2.2.6. Tissue collection
Following live animal experiments, rats were euthanized intraperitoneally using an
overdose of barbiturate (Lethabarb, 60mg/kg body weight; Virbac, NSW, Australia; 2%
Ilium Lignocaine-20; Troy Laboratories), and mice were euthanized using carbon dioxide
(CO2). Tissue collection commenced after confirming death, indicated by the loss of
movement, reflexes, breathing and heartbeat. To collect the retina for molecular analysis, a
corneal incision was made along the surface of one eye, and the retina was excised from
the eye and placed into 150µl RNAlater (Thermo Fisher Scientific) at 4°C to preserve the
RNA until extraction. The retinas were kept at 4°C overnight prior to their long-term
storage at -80°C until required for RNA extraction.

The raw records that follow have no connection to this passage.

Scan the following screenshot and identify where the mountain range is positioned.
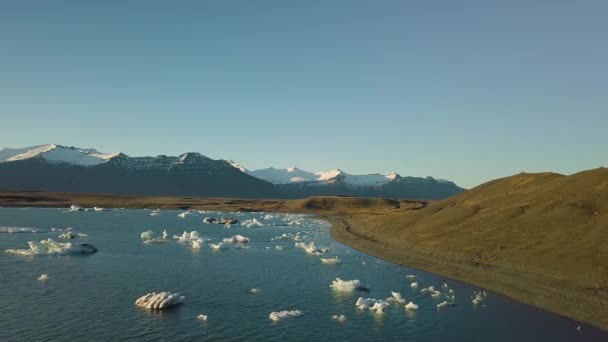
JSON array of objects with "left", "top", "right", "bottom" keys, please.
[{"left": 0, "top": 144, "right": 465, "bottom": 199}]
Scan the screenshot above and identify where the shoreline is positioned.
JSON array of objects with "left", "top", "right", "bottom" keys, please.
[
  {"left": 1, "top": 191, "right": 606, "bottom": 331},
  {"left": 326, "top": 215, "right": 608, "bottom": 332}
]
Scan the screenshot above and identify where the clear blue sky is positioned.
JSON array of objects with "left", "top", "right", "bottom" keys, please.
[{"left": 1, "top": 0, "right": 606, "bottom": 188}]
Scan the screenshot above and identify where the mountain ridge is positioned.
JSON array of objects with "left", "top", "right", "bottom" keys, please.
[{"left": 0, "top": 144, "right": 465, "bottom": 199}]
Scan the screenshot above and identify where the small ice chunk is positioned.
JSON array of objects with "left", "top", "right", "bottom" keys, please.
[
  {"left": 269, "top": 310, "right": 302, "bottom": 321},
  {"left": 38, "top": 274, "right": 49, "bottom": 281},
  {"left": 223, "top": 235, "right": 250, "bottom": 244},
  {"left": 405, "top": 301, "right": 419, "bottom": 311},
  {"left": 331, "top": 314, "right": 347, "bottom": 322},
  {"left": 209, "top": 243, "right": 226, "bottom": 250},
  {"left": 405, "top": 275, "right": 417, "bottom": 279},
  {"left": 410, "top": 282, "right": 419, "bottom": 289},
  {"left": 320, "top": 257, "right": 342, "bottom": 265},
  {"left": 329, "top": 278, "right": 361, "bottom": 292},
  {"left": 135, "top": 291, "right": 184, "bottom": 309},
  {"left": 437, "top": 301, "right": 451, "bottom": 309},
  {"left": 197, "top": 314, "right": 208, "bottom": 321},
  {"left": 387, "top": 291, "right": 406, "bottom": 304},
  {"left": 247, "top": 288, "right": 261, "bottom": 294}
]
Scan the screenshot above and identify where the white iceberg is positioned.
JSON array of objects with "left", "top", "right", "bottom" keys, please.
[
  {"left": 410, "top": 282, "right": 419, "bottom": 289},
  {"left": 141, "top": 230, "right": 170, "bottom": 244},
  {"left": 331, "top": 314, "right": 347, "bottom": 322},
  {"left": 0, "top": 227, "right": 48, "bottom": 234},
  {"left": 209, "top": 243, "right": 227, "bottom": 250},
  {"left": 387, "top": 291, "right": 406, "bottom": 304},
  {"left": 355, "top": 297, "right": 389, "bottom": 313},
  {"left": 405, "top": 301, "right": 419, "bottom": 311},
  {"left": 240, "top": 218, "right": 264, "bottom": 228},
  {"left": 269, "top": 310, "right": 302, "bottom": 322},
  {"left": 320, "top": 256, "right": 342, "bottom": 265},
  {"left": 222, "top": 235, "right": 250, "bottom": 244},
  {"left": 329, "top": 278, "right": 360, "bottom": 292},
  {"left": 295, "top": 241, "right": 329, "bottom": 255},
  {"left": 472, "top": 290, "right": 487, "bottom": 305},
  {"left": 5, "top": 239, "right": 98, "bottom": 256},
  {"left": 135, "top": 291, "right": 184, "bottom": 309},
  {"left": 38, "top": 274, "right": 49, "bottom": 281},
  {"left": 247, "top": 288, "right": 261, "bottom": 294},
  {"left": 197, "top": 314, "right": 208, "bottom": 321}
]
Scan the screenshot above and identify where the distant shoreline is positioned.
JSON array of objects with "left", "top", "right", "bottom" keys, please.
[{"left": 1, "top": 190, "right": 606, "bottom": 331}]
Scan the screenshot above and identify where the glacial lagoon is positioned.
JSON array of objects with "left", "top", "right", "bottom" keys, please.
[{"left": 0, "top": 207, "right": 605, "bottom": 341}]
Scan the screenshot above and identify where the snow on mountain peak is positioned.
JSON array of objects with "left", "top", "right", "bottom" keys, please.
[
  {"left": 315, "top": 169, "right": 343, "bottom": 181},
  {"left": 228, "top": 160, "right": 248, "bottom": 173},
  {"left": 0, "top": 144, "right": 119, "bottom": 166}
]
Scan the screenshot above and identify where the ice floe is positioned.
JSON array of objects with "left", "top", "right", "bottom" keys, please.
[
  {"left": 222, "top": 235, "right": 250, "bottom": 244},
  {"left": 5, "top": 239, "right": 98, "bottom": 256},
  {"left": 295, "top": 241, "right": 329, "bottom": 255},
  {"left": 240, "top": 218, "right": 264, "bottom": 228},
  {"left": 320, "top": 256, "right": 342, "bottom": 265},
  {"left": 135, "top": 291, "right": 184, "bottom": 309},
  {"left": 355, "top": 297, "right": 389, "bottom": 314},
  {"left": 197, "top": 314, "right": 208, "bottom": 321},
  {"left": 209, "top": 243, "right": 227, "bottom": 250},
  {"left": 331, "top": 314, "right": 347, "bottom": 322},
  {"left": 58, "top": 231, "right": 88, "bottom": 240},
  {"left": 247, "top": 288, "right": 261, "bottom": 294},
  {"left": 38, "top": 274, "right": 49, "bottom": 281},
  {"left": 140, "top": 230, "right": 170, "bottom": 244},
  {"left": 0, "top": 227, "right": 48, "bottom": 234},
  {"left": 330, "top": 278, "right": 361, "bottom": 292},
  {"left": 405, "top": 301, "right": 419, "bottom": 311},
  {"left": 410, "top": 282, "right": 419, "bottom": 289},
  {"left": 269, "top": 310, "right": 302, "bottom": 322},
  {"left": 387, "top": 291, "right": 406, "bottom": 304},
  {"left": 405, "top": 275, "right": 417, "bottom": 279},
  {"left": 472, "top": 290, "right": 487, "bottom": 305}
]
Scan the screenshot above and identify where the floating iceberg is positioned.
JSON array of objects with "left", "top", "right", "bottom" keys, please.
[
  {"left": 331, "top": 314, "right": 347, "bottom": 322},
  {"left": 209, "top": 243, "right": 227, "bottom": 250},
  {"left": 59, "top": 231, "right": 88, "bottom": 240},
  {"left": 269, "top": 310, "right": 302, "bottom": 322},
  {"left": 320, "top": 257, "right": 342, "bottom": 265},
  {"left": 410, "top": 282, "right": 419, "bottom": 289},
  {"left": 437, "top": 301, "right": 452, "bottom": 309},
  {"left": 240, "top": 219, "right": 264, "bottom": 228},
  {"left": 222, "top": 235, "right": 250, "bottom": 244},
  {"left": 405, "top": 301, "right": 419, "bottom": 311},
  {"left": 329, "top": 278, "right": 360, "bottom": 292},
  {"left": 38, "top": 274, "right": 49, "bottom": 281},
  {"left": 197, "top": 314, "right": 208, "bottom": 321},
  {"left": 405, "top": 275, "right": 417, "bottom": 279},
  {"left": 247, "top": 288, "right": 261, "bottom": 294},
  {"left": 140, "top": 230, "right": 170, "bottom": 244},
  {"left": 355, "top": 297, "right": 389, "bottom": 313},
  {"left": 295, "top": 241, "right": 329, "bottom": 255},
  {"left": 387, "top": 291, "right": 406, "bottom": 304},
  {"left": 135, "top": 291, "right": 184, "bottom": 309},
  {"left": 173, "top": 231, "right": 202, "bottom": 242},
  {"left": 5, "top": 239, "right": 98, "bottom": 256},
  {"left": 68, "top": 205, "right": 84, "bottom": 212},
  {"left": 472, "top": 290, "right": 487, "bottom": 305},
  {"left": 0, "top": 227, "right": 48, "bottom": 234}
]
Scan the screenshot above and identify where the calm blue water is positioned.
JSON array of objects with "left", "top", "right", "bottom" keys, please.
[{"left": 0, "top": 207, "right": 605, "bottom": 341}]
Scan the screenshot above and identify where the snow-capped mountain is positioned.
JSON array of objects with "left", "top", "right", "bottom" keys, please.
[
  {"left": 0, "top": 144, "right": 465, "bottom": 200},
  {"left": 232, "top": 164, "right": 401, "bottom": 187},
  {"left": 248, "top": 167, "right": 317, "bottom": 184},
  {"left": 0, "top": 144, "right": 118, "bottom": 166}
]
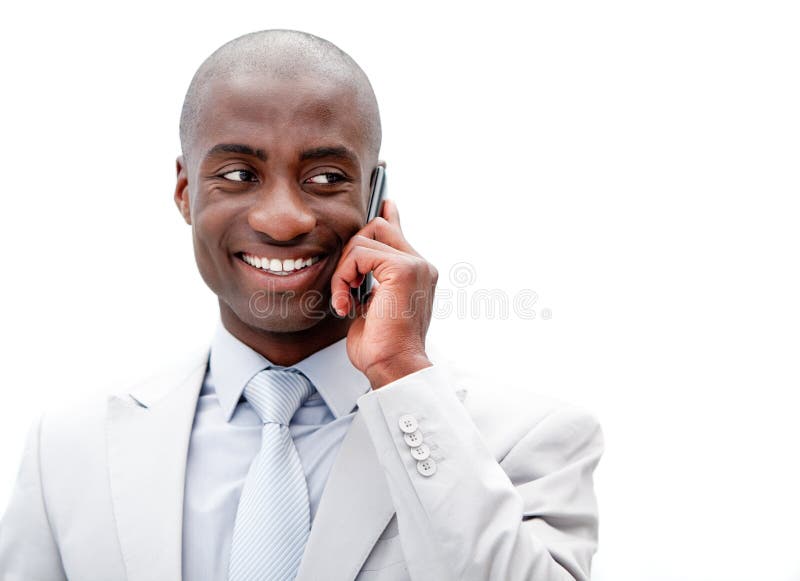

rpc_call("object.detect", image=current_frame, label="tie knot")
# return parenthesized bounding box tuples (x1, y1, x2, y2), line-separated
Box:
(243, 368, 315, 426)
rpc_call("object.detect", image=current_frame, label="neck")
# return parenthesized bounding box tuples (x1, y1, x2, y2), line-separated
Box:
(219, 301, 353, 366)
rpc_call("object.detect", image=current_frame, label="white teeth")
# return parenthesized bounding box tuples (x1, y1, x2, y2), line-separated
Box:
(241, 253, 320, 274)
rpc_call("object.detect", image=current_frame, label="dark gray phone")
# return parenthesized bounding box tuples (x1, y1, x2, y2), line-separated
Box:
(353, 165, 386, 303)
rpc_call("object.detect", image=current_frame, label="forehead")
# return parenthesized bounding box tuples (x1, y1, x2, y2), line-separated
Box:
(192, 72, 368, 158)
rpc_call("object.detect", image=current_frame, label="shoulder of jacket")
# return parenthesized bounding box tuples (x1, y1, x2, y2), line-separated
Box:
(121, 345, 210, 408)
(36, 344, 210, 446)
(427, 344, 601, 445)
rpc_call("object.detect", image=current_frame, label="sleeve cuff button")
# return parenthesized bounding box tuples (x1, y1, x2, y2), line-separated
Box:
(398, 414, 419, 434)
(417, 458, 437, 477)
(403, 430, 424, 448)
(410, 443, 431, 461)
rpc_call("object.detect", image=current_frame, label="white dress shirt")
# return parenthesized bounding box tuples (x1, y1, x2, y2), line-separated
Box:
(181, 321, 371, 581)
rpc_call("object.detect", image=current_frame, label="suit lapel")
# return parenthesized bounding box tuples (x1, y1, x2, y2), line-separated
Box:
(106, 349, 209, 581)
(296, 411, 395, 581)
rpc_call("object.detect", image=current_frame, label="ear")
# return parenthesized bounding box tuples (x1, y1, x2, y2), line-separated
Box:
(174, 155, 191, 225)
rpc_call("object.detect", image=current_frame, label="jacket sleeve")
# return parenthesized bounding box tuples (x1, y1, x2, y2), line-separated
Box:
(0, 414, 68, 581)
(356, 364, 604, 581)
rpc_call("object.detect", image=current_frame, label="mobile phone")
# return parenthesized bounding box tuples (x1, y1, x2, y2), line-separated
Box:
(353, 165, 387, 303)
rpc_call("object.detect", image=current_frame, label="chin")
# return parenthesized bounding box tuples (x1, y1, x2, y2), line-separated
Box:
(239, 296, 331, 333)
(248, 313, 325, 333)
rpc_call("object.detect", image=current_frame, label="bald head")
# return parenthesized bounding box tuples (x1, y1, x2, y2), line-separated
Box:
(179, 29, 381, 164)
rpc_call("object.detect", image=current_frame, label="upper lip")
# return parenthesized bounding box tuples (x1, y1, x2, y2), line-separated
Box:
(236, 248, 328, 261)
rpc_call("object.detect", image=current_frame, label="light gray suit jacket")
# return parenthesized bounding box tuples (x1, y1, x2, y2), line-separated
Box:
(0, 345, 603, 580)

For histological analysis, the superior aspect of the other eye was marked with a
permanent marker pen for orientation. Using dissecting scissors and forceps (World
32
Precision Instruments), each eye was lifted from the socket, and was enucleated from the
connective tissues. The eye was injected with approximately 50µl 4% paraformaldehyde
fixative using an insulin syringe and was collected into a vial containing 4%
paraformaldehyde for 3 hours at 4°C. Following fixation, the eyes were washed 3 times
with 0.1M PBS for 5 minutes each wash. The eyes were then left in 15% sucrose solution
overnight at 4°C for cryoprotection prior to embedding the following day.

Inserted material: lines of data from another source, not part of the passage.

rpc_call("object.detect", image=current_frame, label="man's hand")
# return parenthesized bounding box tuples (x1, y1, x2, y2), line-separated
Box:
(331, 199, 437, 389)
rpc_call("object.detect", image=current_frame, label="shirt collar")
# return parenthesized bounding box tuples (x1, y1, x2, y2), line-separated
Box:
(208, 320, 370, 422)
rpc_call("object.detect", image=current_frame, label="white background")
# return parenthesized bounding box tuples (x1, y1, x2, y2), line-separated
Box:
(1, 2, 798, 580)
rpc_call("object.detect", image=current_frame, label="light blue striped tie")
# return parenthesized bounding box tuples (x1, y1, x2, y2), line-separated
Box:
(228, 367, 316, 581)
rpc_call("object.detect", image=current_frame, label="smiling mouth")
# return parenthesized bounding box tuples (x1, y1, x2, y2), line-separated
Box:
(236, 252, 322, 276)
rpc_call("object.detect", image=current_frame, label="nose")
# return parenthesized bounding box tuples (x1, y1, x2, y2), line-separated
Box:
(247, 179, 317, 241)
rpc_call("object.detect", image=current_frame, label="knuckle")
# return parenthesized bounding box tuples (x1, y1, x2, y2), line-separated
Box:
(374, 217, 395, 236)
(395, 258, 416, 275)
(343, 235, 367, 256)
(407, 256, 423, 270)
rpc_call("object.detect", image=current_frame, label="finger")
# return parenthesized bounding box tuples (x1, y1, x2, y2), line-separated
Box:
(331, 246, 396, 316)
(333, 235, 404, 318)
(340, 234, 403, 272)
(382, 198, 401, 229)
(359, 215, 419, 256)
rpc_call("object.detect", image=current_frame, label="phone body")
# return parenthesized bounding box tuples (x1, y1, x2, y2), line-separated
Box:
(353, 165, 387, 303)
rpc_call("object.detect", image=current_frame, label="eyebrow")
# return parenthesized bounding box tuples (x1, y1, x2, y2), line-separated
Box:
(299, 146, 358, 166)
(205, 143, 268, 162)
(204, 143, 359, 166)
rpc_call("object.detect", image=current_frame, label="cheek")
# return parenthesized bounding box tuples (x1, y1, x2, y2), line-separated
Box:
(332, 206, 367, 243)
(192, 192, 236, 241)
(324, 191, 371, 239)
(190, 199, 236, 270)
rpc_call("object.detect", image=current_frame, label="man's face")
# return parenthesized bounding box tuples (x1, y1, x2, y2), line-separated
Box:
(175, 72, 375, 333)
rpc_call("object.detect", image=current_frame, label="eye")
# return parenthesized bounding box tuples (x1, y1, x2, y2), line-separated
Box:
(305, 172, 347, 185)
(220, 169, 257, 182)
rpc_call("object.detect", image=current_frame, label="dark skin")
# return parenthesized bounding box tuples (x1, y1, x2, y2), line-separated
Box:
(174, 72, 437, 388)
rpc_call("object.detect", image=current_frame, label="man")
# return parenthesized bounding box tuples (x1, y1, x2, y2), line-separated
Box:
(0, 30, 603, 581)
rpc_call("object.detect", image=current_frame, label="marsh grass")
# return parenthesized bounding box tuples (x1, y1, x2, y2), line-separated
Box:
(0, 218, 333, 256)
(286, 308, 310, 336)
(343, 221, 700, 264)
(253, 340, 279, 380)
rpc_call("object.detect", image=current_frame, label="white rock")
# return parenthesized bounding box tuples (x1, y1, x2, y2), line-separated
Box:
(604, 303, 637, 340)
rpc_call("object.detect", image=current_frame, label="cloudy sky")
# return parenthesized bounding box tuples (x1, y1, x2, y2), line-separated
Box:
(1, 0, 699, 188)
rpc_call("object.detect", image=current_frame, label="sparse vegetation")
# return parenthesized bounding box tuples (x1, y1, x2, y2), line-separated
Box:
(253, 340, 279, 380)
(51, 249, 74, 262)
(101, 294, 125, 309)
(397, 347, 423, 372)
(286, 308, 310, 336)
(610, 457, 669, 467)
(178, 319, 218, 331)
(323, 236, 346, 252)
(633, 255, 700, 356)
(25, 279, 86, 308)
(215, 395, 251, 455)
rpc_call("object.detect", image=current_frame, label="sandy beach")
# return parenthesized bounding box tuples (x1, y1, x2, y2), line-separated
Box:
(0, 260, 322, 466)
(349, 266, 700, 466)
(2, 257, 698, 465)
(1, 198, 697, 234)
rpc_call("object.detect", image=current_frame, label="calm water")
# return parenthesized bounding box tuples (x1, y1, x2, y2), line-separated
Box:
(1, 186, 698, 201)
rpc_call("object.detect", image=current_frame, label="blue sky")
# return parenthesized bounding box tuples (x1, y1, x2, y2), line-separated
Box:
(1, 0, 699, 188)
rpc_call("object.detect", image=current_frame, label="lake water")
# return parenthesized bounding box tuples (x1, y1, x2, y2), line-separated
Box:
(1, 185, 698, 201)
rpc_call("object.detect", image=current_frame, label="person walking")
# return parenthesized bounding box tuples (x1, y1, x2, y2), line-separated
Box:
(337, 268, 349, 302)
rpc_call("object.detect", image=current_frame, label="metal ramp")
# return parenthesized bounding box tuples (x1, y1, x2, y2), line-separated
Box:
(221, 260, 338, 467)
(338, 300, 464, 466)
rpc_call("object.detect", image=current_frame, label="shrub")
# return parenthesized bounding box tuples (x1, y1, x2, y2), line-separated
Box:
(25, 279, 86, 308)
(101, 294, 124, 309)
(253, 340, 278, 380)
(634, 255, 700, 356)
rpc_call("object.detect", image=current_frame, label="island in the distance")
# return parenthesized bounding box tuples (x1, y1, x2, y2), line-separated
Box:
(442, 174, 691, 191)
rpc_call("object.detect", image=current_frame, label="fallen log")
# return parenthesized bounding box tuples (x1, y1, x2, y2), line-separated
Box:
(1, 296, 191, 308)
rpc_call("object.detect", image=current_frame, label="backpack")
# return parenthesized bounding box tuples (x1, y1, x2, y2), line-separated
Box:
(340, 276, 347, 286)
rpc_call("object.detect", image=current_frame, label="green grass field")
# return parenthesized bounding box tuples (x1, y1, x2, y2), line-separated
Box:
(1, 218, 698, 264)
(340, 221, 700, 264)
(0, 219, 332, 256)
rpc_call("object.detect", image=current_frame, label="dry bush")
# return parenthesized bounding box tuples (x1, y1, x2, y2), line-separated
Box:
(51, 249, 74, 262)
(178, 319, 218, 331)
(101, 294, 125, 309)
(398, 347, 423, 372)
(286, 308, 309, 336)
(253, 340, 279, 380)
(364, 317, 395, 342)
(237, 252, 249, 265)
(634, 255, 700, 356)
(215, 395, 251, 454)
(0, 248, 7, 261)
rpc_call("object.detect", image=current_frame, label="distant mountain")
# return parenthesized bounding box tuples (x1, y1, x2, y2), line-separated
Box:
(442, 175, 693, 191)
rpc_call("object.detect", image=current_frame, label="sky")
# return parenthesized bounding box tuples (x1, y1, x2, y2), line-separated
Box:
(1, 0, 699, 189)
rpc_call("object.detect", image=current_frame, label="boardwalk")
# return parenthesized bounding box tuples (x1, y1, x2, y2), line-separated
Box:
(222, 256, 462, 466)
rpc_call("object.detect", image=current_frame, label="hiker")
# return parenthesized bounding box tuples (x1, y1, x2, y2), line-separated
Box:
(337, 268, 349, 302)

2.3. Histological and in situ molecular analysis
2.3.1. Embedding
Prior to cryosectioning the eyes for histological analysis, enucleated eyes were
embedded in Tissue-Tek Optimal Cutting Temperature Compound (Sakura Finetek USA
Inc., CA, USA). Dry ice was slowly added to acetone in a plastic container, until the
temperature of the mixture had dropped to approximately -78°C. Truncated plastic
embedding moulds (Pro Sci Tech, QLD, Australia) were filled with the Tissue-Tek
medium. Each eye was placed into an individual mould, with the marked superior aspect of
the eye facing the same direction for orientation. The mould was then lowered into the dry
ice and acetone freezing mixture and the eye was snap-frozen for approximately 2 minutes,
until the Tissue-Tek medium had frozen into a solid block with a small peak in the centre
of the block. The mould was double-wrapped in aluminium foil and transferred to -20°C
for long-term storage until cryosectioned.
2.3.2. Cryosectioning
Retinal cryosections of each eye were cut using a Leica CM 1850 cryostat (Leica
Microsystems). Cryosections were cut at 16µm for rat eyes, and 12µm for mouse eyes,
33
where each retinal section contained approximately 2 layers of photoreceptors in the outer
nuclear layer (ONL). Each eye was mounted onto the cryostat chuck using a small amount
of Tissue-Tek medium, with the superior aspect of each eye facing the same direction for
consistent sections. Para-sagittal cryosections were collected from the optic nerve (ON)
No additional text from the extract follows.